Corporate Dynamics Influence the FTSE 100 Movement
Reuters – On Monday, the FTSE 100 index experienced a slight uplift, rising just above the breakeven point to orbit around the 7,590 level. This performance was notably better than the generally subdued mood across European markets. The focus for investors remains on balancing the Federal Reserve’s potential for more relaxed financial policies against the Bank of England’s stance on maintaining a prolonged period of tight policy. Meanwhile, the market eagerly anticipates the release of crucial inflation data on Wednesday, which is expected to shed light on the trajectory of borrowing costs and their role in managing inflation over time.

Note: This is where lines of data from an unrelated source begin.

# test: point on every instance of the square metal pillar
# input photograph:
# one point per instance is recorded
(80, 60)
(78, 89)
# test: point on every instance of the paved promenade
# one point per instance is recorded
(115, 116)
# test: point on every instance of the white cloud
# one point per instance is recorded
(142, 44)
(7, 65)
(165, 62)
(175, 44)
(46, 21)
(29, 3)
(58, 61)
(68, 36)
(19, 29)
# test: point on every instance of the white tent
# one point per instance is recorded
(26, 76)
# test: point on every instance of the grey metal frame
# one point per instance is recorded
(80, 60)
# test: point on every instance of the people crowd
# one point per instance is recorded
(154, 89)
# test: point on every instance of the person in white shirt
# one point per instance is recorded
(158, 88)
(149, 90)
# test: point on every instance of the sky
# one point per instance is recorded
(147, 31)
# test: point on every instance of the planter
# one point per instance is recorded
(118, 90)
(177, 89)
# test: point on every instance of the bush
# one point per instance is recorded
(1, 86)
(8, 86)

From a corporate perspective, Vodafone saw a notable increase of over 4% following news of a proposed merger between Iliad’s Italian operations and Vodafone’s corresponding business units. Energy giants Shell and BP also enjoyed a positive run, benefiting from a slight recovery in crude oil prices.
Conversely, Fresnillo found itself on the downside, witnessing a 5% drop after Morgan Stanley revised its recommendation downward, citing persistent operational cost pressures. Additionally, Centrica’s stock fell by 3% as lower gas prices led analysts at Jeffries to anticipate more normalized profits for the following year.